2025-12-09 –, Live from PyData Boston
Informed Consent Forms (ICFs) are critical documents in clinical trials. They are the first, and often most crucial, touchpoint between a patient and a clinical trial study. Yet the process of developing them is laborious, high-stakes, and heavily regulated. Each form must be tailored to jurisdictional requirements and local ethics boards, reviewed by cross-functional teams, and written in plain language that patients can understand. Producing them at scale across countries and disease areas demands manual effort and creates major operational bottlenecks. We used a combination of traditional AI and large language models to autodraft the ICF across clinical trial types, across countries and across disease areas at scale. The build, test, iteration and deployment offers both technical and non technical lessons learned for generative AI applications for complex documents at scale and for meaningful impact.
Informed Consent Forms are highly complex documents that require high precision and quality. A phase 2 / 3 clinical trial can have almost 1000 different forms that takes considerable time to complete.We identified this challenge that directly impacts trial timelines and patient engagement. The automated AI solution: the “ICF Autodrafter”, a custom LLM-powered application that automates the drafting of ICFs. This tool ingests a clinical trial protocol and ICF template and outputs a complete draft in minutes, cutting document preparation time by 90%.
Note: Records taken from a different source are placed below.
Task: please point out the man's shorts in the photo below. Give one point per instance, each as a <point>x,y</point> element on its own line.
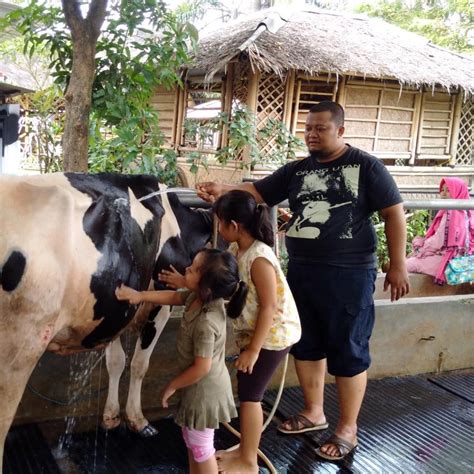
<point>336,309</point>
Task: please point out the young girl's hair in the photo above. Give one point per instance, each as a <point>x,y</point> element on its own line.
<point>220,279</point>
<point>241,207</point>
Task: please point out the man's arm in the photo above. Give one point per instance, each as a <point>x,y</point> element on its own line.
<point>210,191</point>
<point>395,230</point>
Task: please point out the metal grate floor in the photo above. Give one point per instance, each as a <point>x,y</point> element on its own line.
<point>407,425</point>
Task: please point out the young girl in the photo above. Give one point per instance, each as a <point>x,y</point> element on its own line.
<point>450,234</point>
<point>206,392</point>
<point>269,324</point>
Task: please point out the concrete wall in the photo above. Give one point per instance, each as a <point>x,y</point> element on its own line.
<point>414,335</point>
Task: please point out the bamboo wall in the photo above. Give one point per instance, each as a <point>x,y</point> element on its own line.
<point>403,126</point>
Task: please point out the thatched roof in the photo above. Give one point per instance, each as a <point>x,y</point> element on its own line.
<point>13,80</point>
<point>322,41</point>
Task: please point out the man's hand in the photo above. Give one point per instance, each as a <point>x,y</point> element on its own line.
<point>397,279</point>
<point>172,278</point>
<point>209,190</point>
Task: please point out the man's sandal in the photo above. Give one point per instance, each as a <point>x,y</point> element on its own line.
<point>345,448</point>
<point>300,424</point>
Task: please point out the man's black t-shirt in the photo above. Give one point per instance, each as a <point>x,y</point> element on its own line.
<point>331,205</point>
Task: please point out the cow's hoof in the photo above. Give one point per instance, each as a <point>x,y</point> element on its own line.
<point>110,423</point>
<point>146,432</point>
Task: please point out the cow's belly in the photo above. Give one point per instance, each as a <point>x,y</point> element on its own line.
<point>44,225</point>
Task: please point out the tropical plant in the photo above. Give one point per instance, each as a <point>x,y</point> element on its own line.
<point>448,23</point>
<point>142,45</point>
<point>242,134</point>
<point>417,223</point>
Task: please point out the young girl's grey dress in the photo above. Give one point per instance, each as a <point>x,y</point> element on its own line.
<point>202,334</point>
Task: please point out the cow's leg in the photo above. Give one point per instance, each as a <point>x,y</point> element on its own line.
<point>138,368</point>
<point>20,350</point>
<point>115,361</point>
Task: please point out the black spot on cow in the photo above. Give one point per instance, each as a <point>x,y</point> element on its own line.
<point>11,272</point>
<point>127,251</point>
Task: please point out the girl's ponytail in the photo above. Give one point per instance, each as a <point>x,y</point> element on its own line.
<point>241,207</point>
<point>237,300</point>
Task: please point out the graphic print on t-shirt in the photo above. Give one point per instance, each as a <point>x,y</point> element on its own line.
<point>325,195</point>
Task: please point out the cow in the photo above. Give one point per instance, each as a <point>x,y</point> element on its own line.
<point>66,241</point>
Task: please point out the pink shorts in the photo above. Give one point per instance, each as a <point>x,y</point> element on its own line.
<point>201,443</point>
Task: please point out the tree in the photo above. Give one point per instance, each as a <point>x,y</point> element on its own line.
<point>447,23</point>
<point>142,45</point>
<point>84,35</point>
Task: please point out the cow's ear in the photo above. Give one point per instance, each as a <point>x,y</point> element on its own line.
<point>207,215</point>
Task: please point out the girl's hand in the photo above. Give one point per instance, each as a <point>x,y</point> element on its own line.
<point>169,392</point>
<point>172,278</point>
<point>124,293</point>
<point>246,361</point>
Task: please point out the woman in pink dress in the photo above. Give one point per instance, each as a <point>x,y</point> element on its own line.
<point>450,234</point>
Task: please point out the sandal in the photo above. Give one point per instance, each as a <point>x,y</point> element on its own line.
<point>345,448</point>
<point>300,424</point>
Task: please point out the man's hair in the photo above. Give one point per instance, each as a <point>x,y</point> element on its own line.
<point>337,112</point>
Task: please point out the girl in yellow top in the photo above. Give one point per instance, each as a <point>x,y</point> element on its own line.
<point>269,324</point>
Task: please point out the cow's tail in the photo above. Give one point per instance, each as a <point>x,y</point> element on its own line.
<point>12,270</point>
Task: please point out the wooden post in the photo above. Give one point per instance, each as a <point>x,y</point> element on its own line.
<point>420,127</point>
<point>252,96</point>
<point>453,142</point>
<point>227,96</point>
<point>414,128</point>
<point>182,106</point>
<point>297,106</point>
<point>289,92</point>
<point>341,92</point>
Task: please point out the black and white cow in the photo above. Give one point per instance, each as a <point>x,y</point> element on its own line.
<point>66,240</point>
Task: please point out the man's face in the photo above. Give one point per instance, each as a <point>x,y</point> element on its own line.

This solution is not generic automation. The backend logic parses highly structured protocol documents, segments them, and feeds the relevant content into a carefully fine-tuned LLM that maps text to specific ICF fields. The front-end is designed for usability by clinical trial managers, with human-in-the-loop reviews. This system has already supported ICF creation for more than ten trials and has achieved near-perfect consistency (97%) with human-generated content, underscoring the speed, quality, and robustness of the solution.
We rigorously test version with A/B comparisons, iterated with feedback from end-users, and anchored all development within regulatory and ethical guardrails. The impact extends beyond efficiency. By standardizing and accelerating ICF production, we can reduce delays in trial start-up and potentially get medicines to patients faster, without compromising safety, compliance, or clarity. Furthermore, it also lays down a scalable model for future AI-driven document workflows across other parts of life sciences and healthcare.